# Don't try this at home! Sulcatas on the Honor System



## Lauraryan (Aug 4, 2013)

http://www.youtube.com/watch?v=pGp2bvfIdE0
http://www.youtube.com/watch?v=kPzooUXs3SM
http://www.youtube.com/watch?v=fbf3fN64a78


----------



## Tom (Aug 4, 2013)

I don't think crossing my fingers and knocking on wood is how I'd like to keep mine contained.


----------



## Pokeymeg (Aug 4, 2013)

You have very nice torts there! But, I don't get the honor system thing...it seems silly to risk losing your tortoises by not having a proper fence. Is there a reason you don't use a sturdier fence? I promise I'm not trying to be mean! I'm just very confused...


----------



## Jacqui (Aug 4, 2013)

They must be very contented to not try pushing their boundaries. I remember another member who had sulcatas that also never tried escaping from what most of us would consider flimsy fencing.


----------



## Tom (Aug 4, 2013)

Well it is a very nice enclosure in a great climate, with lots of fantastic grazing, but man, if they ever decide to go, they will be gone.


----------



## LeopardTortLover (Aug 4, 2013)

Dont think I'll be trying the honour system either! Although mines so lazy I doubt he'd get far anyway. I notice your dog in the video... I hope you've read this thread... 

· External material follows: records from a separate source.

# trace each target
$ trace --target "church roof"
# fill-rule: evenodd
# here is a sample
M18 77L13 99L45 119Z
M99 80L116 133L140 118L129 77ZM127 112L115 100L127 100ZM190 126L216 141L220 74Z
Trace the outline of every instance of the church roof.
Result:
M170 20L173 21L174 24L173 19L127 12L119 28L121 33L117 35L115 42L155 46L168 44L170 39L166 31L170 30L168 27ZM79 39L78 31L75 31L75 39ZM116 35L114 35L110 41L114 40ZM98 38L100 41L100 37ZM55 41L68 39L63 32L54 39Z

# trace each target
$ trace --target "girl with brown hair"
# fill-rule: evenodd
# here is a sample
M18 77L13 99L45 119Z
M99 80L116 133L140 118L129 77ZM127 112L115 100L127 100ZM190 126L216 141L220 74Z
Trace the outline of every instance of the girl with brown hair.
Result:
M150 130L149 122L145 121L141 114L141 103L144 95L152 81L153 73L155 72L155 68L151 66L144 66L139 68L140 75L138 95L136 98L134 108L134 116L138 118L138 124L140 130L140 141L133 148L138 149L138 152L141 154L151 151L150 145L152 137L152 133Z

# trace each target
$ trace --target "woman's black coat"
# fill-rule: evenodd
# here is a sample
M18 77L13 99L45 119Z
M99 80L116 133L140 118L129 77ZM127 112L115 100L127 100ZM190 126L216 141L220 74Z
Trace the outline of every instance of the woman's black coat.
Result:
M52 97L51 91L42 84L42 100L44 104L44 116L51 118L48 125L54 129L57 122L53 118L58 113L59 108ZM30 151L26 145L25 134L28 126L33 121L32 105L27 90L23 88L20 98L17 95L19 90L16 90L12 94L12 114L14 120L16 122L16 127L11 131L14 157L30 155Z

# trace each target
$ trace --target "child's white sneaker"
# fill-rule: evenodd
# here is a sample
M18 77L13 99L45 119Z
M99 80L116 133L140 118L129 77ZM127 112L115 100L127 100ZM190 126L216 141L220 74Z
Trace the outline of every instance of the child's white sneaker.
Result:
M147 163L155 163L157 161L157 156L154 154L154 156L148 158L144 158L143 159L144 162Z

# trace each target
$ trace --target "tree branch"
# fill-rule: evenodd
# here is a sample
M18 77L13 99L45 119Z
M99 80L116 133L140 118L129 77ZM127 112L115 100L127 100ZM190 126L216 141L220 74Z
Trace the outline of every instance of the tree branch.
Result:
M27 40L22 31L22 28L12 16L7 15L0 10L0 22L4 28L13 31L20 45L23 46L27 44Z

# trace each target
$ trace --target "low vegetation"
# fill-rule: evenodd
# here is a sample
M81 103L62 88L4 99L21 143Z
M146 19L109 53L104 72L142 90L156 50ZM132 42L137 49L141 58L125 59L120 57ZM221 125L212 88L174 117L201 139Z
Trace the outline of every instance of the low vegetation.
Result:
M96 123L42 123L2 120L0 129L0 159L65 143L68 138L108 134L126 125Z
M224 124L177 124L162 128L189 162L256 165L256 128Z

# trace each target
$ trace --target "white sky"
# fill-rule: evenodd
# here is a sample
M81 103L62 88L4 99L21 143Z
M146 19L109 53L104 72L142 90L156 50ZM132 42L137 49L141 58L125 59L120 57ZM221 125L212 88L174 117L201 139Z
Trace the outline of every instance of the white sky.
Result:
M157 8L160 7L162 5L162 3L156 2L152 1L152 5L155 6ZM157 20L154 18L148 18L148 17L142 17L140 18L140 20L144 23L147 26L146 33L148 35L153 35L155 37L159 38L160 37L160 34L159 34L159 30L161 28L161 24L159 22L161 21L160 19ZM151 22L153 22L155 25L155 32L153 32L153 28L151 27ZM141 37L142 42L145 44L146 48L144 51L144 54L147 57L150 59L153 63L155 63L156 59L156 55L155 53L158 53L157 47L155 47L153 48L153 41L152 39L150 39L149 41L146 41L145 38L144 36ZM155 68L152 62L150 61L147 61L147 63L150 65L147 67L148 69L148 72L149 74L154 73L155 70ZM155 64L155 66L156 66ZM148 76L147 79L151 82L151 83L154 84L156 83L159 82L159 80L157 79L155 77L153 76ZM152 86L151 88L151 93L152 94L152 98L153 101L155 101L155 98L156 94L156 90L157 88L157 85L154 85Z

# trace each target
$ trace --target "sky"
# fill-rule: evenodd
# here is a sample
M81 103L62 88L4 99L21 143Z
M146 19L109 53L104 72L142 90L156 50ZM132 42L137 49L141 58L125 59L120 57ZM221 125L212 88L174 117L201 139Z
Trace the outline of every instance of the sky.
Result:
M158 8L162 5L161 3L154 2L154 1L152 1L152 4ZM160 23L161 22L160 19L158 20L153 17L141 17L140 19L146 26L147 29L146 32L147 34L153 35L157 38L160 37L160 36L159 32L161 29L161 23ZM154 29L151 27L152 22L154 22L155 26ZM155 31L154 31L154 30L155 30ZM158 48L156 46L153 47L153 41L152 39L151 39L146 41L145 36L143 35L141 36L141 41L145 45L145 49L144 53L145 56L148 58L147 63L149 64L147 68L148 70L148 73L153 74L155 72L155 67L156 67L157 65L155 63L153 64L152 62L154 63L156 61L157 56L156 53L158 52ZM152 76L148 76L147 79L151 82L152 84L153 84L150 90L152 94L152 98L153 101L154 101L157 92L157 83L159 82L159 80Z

http://www.tortoiseforum.org/thread-45850.html


----------



## wellington (Aug 4, 2013)

I'm wondering are these the op's torts or just found this on YouTube?


----------



## LeopardTortLover (Aug 4, 2013)

*Re: RE: Don't try this at home! Sulcatas on the Honor System*



wellington said:


> I'm wondering are these the op's torts or just found this on YouTube?



The forum username matches that of the YouTube username so I'm guessing they are hers? Op can you clarify?


----------



## mike taylor (Aug 4, 2013)

They are some beautiful sulcatas for sure. 

Sent from my C771 using TortForum mobile app


----------



## wellington (Aug 4, 2013)

LeopardTortLover said:


> wellington said:
> 
> 
> > I'm wondering are these the op's torts or just found this on YouTube?
> ...



Thanks, I didn't even see that. Probably is hers then.


----------



## thatrebecca (Aug 4, 2013)

It looks like sulcata heaven there, but much of rural Louisiana looks like sulcata heaven, doesn't it? Mightn't they wander? If I were that female I'd hightail it to some male-free peace and quiet.


----------



## Baoh (Aug 4, 2013)

That looks like a nice chunk of land for them. Not sure if they will always abide by the "honor system", but if it works well for you, then cool. Most of mine are surprisingly gentle about their fencing. I do have one troublemaker, though.


----------



## sibi (Aug 4, 2013)

My sullies are wanderers. I would definitely lose mine if I didn't have barriers. I hope you keep us updated on these because I'd be interested in any news of their disappearance, if ever they decided to wander off. However, to your credit, it's remarkable that you can have an honor system with your sullies.


----------